I think maybe I met Todd because I was supposed to. Maybe I needed that reminder of how a son should honor his father. I think Todd is a very good teacher. His dad taught him that sometimes we all need somebody to lean on, and my day taught me that when somebody needs help, you help them. 

It’s pretty wild how things happen, or how you realize they’re happening. Beyond Bill Withers’ songs, there’s the idea of a strong connection to this place where he came from. I’m not even from West Virginia, and I felt it. Todd shared something with me that night, and I’m sure he shared it with a lot of other people too. So yeah, I think Bill Withers’ legacy is in good hands. 

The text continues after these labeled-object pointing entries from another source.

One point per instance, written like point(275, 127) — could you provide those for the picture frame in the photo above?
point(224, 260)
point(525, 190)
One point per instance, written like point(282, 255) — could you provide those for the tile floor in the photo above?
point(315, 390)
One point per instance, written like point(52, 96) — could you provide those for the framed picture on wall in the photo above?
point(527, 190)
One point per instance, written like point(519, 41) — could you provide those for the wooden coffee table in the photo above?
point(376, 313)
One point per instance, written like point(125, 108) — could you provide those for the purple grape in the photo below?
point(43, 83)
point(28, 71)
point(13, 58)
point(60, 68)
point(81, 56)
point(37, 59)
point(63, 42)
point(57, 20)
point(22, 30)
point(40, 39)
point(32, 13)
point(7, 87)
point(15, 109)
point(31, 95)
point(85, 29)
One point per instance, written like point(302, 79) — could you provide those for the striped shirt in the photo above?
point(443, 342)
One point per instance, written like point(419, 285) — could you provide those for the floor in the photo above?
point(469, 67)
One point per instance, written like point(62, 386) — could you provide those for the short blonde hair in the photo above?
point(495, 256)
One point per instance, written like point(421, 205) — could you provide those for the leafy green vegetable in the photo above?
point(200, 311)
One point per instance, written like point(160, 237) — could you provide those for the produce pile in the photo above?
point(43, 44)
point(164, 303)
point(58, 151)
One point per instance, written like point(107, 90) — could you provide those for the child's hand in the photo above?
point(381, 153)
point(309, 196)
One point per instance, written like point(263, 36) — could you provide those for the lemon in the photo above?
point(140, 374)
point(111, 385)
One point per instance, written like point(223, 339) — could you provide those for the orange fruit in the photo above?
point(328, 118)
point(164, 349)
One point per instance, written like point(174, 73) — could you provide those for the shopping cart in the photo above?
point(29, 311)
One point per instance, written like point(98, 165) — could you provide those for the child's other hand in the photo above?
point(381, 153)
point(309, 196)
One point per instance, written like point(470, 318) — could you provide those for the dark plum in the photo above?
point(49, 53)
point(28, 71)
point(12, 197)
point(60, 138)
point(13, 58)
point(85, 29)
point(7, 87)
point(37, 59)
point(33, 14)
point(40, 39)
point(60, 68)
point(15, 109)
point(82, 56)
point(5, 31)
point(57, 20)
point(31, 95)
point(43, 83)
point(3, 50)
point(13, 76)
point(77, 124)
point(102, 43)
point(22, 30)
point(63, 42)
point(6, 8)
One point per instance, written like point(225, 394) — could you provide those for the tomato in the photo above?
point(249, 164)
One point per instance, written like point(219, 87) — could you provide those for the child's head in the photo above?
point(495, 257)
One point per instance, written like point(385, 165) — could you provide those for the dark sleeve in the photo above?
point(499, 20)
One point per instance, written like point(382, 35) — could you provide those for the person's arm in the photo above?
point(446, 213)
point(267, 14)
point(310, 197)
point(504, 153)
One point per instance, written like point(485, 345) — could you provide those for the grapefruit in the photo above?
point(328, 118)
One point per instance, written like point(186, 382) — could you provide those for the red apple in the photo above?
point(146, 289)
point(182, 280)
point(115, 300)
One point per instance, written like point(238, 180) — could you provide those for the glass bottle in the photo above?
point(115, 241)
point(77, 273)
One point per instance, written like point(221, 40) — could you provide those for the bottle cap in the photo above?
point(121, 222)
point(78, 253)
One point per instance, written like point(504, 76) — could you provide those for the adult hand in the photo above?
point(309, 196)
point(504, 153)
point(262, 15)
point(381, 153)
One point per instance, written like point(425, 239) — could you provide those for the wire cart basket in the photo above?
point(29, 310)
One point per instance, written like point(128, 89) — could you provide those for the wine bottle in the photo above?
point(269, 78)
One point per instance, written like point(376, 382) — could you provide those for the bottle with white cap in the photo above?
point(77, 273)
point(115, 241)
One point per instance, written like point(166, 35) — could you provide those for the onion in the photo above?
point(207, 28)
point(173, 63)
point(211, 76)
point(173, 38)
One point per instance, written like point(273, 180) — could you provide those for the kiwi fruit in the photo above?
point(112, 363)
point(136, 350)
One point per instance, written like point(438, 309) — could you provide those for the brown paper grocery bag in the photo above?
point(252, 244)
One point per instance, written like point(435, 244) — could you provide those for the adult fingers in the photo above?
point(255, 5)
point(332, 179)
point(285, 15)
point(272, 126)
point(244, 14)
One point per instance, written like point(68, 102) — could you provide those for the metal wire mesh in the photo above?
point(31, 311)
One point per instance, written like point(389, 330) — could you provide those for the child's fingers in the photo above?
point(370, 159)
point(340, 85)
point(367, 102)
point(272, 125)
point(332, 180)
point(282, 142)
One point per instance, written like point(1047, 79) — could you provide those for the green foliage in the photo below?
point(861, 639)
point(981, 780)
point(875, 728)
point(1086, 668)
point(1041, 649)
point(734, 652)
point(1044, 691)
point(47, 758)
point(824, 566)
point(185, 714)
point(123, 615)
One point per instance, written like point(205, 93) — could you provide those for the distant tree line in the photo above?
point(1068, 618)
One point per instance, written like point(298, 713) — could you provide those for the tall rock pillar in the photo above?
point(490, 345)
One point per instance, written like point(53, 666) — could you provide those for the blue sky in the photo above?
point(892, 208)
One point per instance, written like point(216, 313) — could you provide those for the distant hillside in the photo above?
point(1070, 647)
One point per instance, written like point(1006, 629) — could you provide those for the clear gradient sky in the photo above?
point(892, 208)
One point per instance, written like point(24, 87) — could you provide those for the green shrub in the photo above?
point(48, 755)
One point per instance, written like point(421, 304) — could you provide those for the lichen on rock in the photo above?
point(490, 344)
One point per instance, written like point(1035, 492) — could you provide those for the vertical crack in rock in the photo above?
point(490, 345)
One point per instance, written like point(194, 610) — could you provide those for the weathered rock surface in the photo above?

Jupie Little, John Ellison, and Michael Lipton perform Bill Withers’ unreleased “Mama, West Virginia,” while Todd Withers watches from on stage. Beckley Convention Center, May 9.

After Todd finished speaking, Michael gave some remarks. He’s gotten friendly with the Withers family over the years, and Bill was one of the first inductees into the West Virginia Music Hall of Fame. Michael spoke of a documentary that they had worked on together about West Virginia musicians, and he shared something Bill had told him while they were filming. 

“The challenge is to get young people who grow up in places like West Virginia to take the limits off of themselves, and realize there’s no magic that somebody else has in the world that they don’t.”

“They’re just people – and man, that’s a lot.” 

So that’s the beginning of my story. I can’t wait to see where it goes from here.

Check out the band Can, because their drummer really is a rhythm machine, and it is a catchy song. Jot down the things you do during the day, because you really can write a song about anything. And seriously, stay away from Yugoslavia. 

Oh, and take the limits off yourself. There’s no magic that somebody else has in the world that you don’t. And if by some chance you ever find yourself in the back seat of a Toyota Tacoma at two in the morning with a sleeping John Ellison and an air-drumming Jupie Little, enjoy the moment. I know I did.